Resonant nuclear reaction $^{23}$Mg $(p,\gamma)$ $^{24}$Al in strongly screening magnetized neutron star crust

TL;DR

This paper investigates how strong electron screening in superstrong magnetic fields affects the nuclear reaction rates of $^{23}$Mg $(p,)$ $^{24}$Al on magnetar surfaces, revealing significant enhancements that impact nucleosynthesis and element distribution.

Contribution

The study introduces a model for SES effects on nuclear reaction rates in SMFs, showing rates can be greatly increased, especially at high magnetic fields, influencing nucleosynthesis pathways.

Findings

Reaction rates can increase by up to three orders of magnitude due to SES.

Model results agree with previous models at low densities and magnetic fields.
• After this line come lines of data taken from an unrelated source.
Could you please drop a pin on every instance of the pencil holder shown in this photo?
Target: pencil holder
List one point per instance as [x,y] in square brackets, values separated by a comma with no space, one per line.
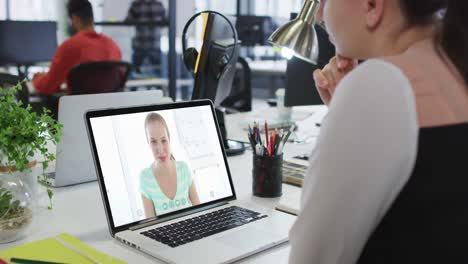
[267,176]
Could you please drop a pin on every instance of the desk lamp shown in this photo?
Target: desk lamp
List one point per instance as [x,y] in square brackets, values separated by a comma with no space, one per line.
[298,37]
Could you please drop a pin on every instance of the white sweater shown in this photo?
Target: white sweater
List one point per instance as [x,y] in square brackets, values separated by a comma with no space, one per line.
[364,156]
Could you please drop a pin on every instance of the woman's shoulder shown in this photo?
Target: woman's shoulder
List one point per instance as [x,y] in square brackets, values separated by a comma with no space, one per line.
[146,172]
[181,165]
[377,76]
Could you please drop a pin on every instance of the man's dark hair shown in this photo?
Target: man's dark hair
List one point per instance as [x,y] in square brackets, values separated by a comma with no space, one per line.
[81,9]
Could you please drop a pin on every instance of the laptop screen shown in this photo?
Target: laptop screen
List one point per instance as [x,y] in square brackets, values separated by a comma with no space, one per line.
[156,162]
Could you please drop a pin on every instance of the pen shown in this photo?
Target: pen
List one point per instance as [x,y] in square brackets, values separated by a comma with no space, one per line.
[31,261]
[287,136]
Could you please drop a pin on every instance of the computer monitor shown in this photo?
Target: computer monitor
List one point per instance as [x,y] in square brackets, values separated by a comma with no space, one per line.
[300,85]
[254,30]
[209,84]
[27,42]
[217,42]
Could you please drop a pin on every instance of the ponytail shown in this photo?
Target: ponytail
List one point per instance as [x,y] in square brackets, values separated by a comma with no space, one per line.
[454,35]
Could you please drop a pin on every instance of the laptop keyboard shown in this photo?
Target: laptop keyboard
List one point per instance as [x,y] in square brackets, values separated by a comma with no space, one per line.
[196,228]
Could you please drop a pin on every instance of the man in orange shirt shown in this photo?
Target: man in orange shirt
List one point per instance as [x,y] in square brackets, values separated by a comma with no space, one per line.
[85,46]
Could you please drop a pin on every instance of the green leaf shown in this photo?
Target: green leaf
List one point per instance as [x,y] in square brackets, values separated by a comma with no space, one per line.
[24,133]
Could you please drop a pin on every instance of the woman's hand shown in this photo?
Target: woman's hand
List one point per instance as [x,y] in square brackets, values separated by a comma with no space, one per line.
[328,78]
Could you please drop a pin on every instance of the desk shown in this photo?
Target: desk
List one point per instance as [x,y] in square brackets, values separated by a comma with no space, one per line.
[79,211]
[268,67]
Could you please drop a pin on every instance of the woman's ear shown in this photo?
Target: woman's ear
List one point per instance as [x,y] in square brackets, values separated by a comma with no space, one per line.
[374,11]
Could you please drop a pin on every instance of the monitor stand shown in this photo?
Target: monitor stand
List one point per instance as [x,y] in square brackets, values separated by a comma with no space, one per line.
[232,147]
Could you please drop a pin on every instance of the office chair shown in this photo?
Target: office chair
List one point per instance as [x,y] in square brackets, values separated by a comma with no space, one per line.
[240,98]
[99,77]
[9,80]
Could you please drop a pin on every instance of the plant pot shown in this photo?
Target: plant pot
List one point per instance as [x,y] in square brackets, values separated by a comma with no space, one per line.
[16,204]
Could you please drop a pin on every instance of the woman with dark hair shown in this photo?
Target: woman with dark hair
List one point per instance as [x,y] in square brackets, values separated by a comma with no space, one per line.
[388,181]
[166,185]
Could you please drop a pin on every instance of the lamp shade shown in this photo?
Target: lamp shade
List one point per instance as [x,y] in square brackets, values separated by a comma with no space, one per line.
[298,37]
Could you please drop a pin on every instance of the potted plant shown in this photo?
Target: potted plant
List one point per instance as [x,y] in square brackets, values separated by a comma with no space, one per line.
[23,134]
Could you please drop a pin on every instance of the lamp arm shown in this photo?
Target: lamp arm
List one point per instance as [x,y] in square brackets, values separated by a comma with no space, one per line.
[309,11]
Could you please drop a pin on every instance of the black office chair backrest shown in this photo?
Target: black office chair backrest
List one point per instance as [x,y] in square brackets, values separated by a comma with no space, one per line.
[99,77]
[9,80]
[240,98]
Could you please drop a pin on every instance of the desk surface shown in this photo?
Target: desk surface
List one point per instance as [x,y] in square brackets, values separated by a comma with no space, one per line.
[78,210]
[268,67]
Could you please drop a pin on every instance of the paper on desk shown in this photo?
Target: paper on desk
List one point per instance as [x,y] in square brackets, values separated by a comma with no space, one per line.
[53,251]
[290,202]
[271,113]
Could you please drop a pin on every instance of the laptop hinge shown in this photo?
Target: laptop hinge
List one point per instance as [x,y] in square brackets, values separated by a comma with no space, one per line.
[158,221]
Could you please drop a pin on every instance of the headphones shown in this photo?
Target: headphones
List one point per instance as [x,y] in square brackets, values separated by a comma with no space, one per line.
[190,55]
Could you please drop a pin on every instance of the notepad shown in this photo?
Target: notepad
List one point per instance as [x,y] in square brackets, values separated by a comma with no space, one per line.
[52,250]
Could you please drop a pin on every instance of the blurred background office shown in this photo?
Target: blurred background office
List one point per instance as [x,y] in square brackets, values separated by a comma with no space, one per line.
[150,38]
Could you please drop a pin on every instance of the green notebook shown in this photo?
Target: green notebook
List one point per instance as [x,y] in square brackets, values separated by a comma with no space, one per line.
[52,250]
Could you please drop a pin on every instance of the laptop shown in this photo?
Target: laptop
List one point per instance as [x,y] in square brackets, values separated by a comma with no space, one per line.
[74,163]
[195,220]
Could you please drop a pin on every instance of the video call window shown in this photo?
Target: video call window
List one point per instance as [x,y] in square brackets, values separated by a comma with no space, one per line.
[154,163]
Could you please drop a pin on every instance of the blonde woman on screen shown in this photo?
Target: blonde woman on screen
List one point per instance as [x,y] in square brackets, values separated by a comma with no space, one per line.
[166,185]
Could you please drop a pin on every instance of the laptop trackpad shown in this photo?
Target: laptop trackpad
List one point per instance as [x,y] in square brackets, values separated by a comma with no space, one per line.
[248,238]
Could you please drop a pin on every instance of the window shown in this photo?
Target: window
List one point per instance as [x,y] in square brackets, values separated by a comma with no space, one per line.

Enhanced reaction rates lead to increased production of heavy nuclides like $^{26}$Al.

Abstract

Basing on the relativistic theory in superstrong magnetic fields (SMFs), we investigate the influence of strong electron screening (SES) on the rates of nuclear reaction $^{23}$Mg $(p, \gamma)$ $^{24}$Al by three models of Lai (LD), Fushiki et al. (FGP), and Liu et al. (LJ) on the surface of magnetars. Our results show that the rates can be greatly enhanced by three orders of magnitude due to the influence of SES. The rates in our model are in good agreement with those of LD and FGP at relatively low density environment (e.g. $\rho_7<0.01$) for $1<B_{12}<10^2$. On the other hand, in relatively high magnetic fields (e.g. $B_{12}>10^2$), the rates of our model can be 1.58 times and around three orders of magnitude larger than those of FGP and LD, respectively. The significant increase of the rates of our model for $^{23}$Mg $(p, \gamma)$ $^{24}$Al implies that more $^{23}$Mg will escape from the Ne-Na cycle due to SES in SMFs. As a consequence, the next reaction $^{24}$Al $(\beta^+, \nu)$ $^{24}$Mg will produce more $^{24}$Mg to participate in the Mg-Al cycle. Thus, it may lead to synthesize a large amount of production of $A\geq 20$ nuclides (e.g. $^{26}$Al) on the surface of magnetars. These heavy elements (e.g. $^{26}$Al) may be thrown out due to the compact binary mergers of double neutron star (NS-NS) or black hole and neutron star (BH and NS) systems. Our results may help to understand why the $^{26}$Al is always overabundance in the interstellar space. Our conclusion may be helpful to the investigation of the nucleosynthesis of some heavy elements, the energy generation rate, and the numerical calculations of magnetars evolution.